I do experience post derby fear from time to time. I over evaluate and focus too much on the negative things. I experience fear over possibly not doing as well as I could have, but this is more fear over the consequences of not skating hard enough or working well enough.
Fear is powerful. But you can use that fear. Fear can be even more powerful when used as a motivator. And I’m not talking about scaring other people to motivate you or them, I’m talking about using your own fear to motivate you. Derby as a sport is empowering. And the women who play the sport alongside you are empowering. Throw in fear, let that emotion be empowering too!
Sometimes fear is like a wall of blockers, it may look impossible to beat and it may be hard to get through, but you have to keep attacking it and once you get that hip in and shift even just a small part of that wall – that wall can be split and isn’t as strong anymore. It give you enough room for a path past it. It is not an easy 123 process. You cannot just send offence in once and hope that it’s enough, you have to keep pushing. And that motivation is what gets you through.

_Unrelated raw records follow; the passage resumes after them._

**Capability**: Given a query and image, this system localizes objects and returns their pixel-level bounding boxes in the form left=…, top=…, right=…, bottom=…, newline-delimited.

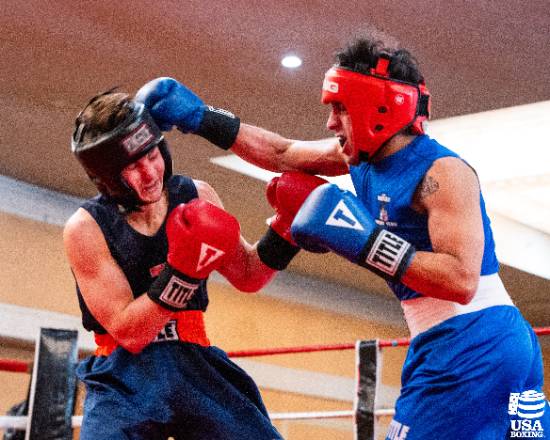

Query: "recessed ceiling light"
left=281, top=55, right=302, bottom=69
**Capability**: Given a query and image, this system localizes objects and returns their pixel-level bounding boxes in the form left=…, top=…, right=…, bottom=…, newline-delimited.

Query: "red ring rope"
left=228, top=326, right=550, bottom=357
left=0, top=327, right=548, bottom=370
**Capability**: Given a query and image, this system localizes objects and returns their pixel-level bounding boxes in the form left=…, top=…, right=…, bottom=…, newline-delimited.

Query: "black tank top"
left=75, top=175, right=209, bottom=333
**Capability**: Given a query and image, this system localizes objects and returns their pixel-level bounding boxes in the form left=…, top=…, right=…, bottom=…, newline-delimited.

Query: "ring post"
left=25, top=328, right=78, bottom=440
left=355, top=339, right=381, bottom=440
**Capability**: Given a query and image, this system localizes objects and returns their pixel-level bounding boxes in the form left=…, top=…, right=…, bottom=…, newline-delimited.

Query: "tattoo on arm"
left=420, top=175, right=440, bottom=199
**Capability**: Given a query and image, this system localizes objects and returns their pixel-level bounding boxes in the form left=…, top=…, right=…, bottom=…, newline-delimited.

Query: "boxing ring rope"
left=0, top=358, right=31, bottom=374
left=0, top=410, right=402, bottom=429
left=2, top=327, right=548, bottom=371
left=0, top=327, right=548, bottom=435
left=228, top=328, right=548, bottom=357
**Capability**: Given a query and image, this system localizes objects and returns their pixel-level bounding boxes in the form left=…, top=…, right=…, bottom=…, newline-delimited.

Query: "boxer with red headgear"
left=321, top=54, right=430, bottom=163
left=64, top=89, right=284, bottom=439
left=140, top=35, right=549, bottom=438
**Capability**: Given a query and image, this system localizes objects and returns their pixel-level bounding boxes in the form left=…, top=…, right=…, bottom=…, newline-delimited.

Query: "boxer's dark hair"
left=78, top=91, right=132, bottom=141
left=336, top=37, right=424, bottom=85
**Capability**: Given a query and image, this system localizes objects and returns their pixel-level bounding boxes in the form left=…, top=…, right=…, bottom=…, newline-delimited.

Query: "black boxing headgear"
left=71, top=100, right=172, bottom=208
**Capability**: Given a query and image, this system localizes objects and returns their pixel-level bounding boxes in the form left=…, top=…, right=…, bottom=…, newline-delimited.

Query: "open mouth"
left=337, top=135, right=354, bottom=158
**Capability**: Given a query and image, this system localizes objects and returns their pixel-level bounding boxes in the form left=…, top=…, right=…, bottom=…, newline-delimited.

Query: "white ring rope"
left=0, top=415, right=83, bottom=430
left=270, top=410, right=354, bottom=420
left=0, top=409, right=396, bottom=429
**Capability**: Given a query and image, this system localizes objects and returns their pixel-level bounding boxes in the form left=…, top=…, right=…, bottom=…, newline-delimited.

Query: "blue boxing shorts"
left=386, top=305, right=550, bottom=440
left=77, top=342, right=282, bottom=440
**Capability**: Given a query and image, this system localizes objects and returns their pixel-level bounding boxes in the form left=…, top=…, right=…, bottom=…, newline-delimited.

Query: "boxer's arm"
left=63, top=209, right=173, bottom=353
left=232, top=124, right=349, bottom=176
left=136, top=77, right=348, bottom=176
left=194, top=180, right=277, bottom=292
left=291, top=157, right=482, bottom=305
left=401, top=157, right=484, bottom=304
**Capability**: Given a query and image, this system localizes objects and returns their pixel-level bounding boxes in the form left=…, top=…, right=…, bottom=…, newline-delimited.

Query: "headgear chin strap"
left=321, top=55, right=431, bottom=162
left=71, top=101, right=172, bottom=209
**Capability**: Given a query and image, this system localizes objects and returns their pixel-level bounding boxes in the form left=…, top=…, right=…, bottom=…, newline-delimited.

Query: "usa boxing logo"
left=508, top=390, right=547, bottom=438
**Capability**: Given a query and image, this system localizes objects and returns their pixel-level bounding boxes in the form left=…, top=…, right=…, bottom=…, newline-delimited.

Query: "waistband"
left=401, top=273, right=515, bottom=338
left=94, top=311, right=210, bottom=356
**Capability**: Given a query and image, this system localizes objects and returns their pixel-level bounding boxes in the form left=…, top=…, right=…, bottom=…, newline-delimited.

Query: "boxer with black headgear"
left=64, top=89, right=286, bottom=439
left=138, top=35, right=549, bottom=438
left=71, top=94, right=172, bottom=211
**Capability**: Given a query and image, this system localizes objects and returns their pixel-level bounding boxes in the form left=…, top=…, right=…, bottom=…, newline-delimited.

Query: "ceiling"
left=1, top=0, right=549, bottom=325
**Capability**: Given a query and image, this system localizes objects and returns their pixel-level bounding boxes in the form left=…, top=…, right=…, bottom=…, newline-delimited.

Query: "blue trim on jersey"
left=349, top=135, right=499, bottom=300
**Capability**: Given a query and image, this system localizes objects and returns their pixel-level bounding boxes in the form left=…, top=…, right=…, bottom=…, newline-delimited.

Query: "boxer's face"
left=326, top=102, right=358, bottom=165
left=121, top=147, right=165, bottom=204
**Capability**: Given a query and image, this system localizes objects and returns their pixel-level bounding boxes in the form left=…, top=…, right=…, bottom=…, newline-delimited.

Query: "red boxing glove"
left=267, top=171, right=328, bottom=244
left=257, top=172, right=328, bottom=271
left=166, top=199, right=240, bottom=278
left=148, top=199, right=240, bottom=311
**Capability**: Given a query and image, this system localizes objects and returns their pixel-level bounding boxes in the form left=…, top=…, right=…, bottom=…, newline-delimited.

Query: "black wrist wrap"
left=358, top=228, right=416, bottom=282
left=257, top=227, right=300, bottom=271
left=148, top=265, right=201, bottom=312
left=196, top=106, right=241, bottom=150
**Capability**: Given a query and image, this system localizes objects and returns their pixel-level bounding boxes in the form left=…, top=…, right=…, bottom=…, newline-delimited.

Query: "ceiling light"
left=281, top=55, right=302, bottom=69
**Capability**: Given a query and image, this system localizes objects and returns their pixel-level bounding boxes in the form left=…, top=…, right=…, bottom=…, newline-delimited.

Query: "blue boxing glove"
left=291, top=184, right=415, bottom=282
left=135, top=77, right=205, bottom=132
left=135, top=77, right=240, bottom=150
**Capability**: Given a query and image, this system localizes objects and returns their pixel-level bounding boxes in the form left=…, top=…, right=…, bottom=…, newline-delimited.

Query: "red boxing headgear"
left=321, top=55, right=431, bottom=162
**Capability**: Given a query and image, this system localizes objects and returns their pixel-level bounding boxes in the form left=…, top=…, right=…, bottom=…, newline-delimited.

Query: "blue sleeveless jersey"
left=75, top=175, right=209, bottom=333
left=349, top=135, right=499, bottom=301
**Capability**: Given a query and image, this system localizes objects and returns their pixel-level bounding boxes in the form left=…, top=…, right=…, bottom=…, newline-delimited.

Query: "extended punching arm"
left=135, top=77, right=240, bottom=150
left=291, top=184, right=415, bottom=282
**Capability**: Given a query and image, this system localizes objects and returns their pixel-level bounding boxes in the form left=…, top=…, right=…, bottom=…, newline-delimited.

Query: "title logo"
left=122, top=123, right=154, bottom=154
left=386, top=419, right=410, bottom=440
left=159, top=276, right=198, bottom=309
left=326, top=200, right=364, bottom=230
left=196, top=243, right=225, bottom=273
left=366, top=230, right=411, bottom=277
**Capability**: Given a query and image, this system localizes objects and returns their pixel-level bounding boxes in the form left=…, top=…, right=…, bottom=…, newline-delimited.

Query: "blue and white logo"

Again it is a lesson I am still learning. I am learning to breathe, pick myself up, block out any notion of fear and just go for it. Fear challenges me and the feeling after I have taken it on and come out the other side? Amazing. In all honesty I do believe that fear doesn’t go away, it just gets easier to deal with. And maybe that is a good thing? Where would we be without a little bit of fear? The trick is just to not let it rule you. In my experience and with this post, I feel that fear and confidence go hand in hand. Don’t let fear break you down, let it build you up.
Another post which is more contemplative than having a to the point answer.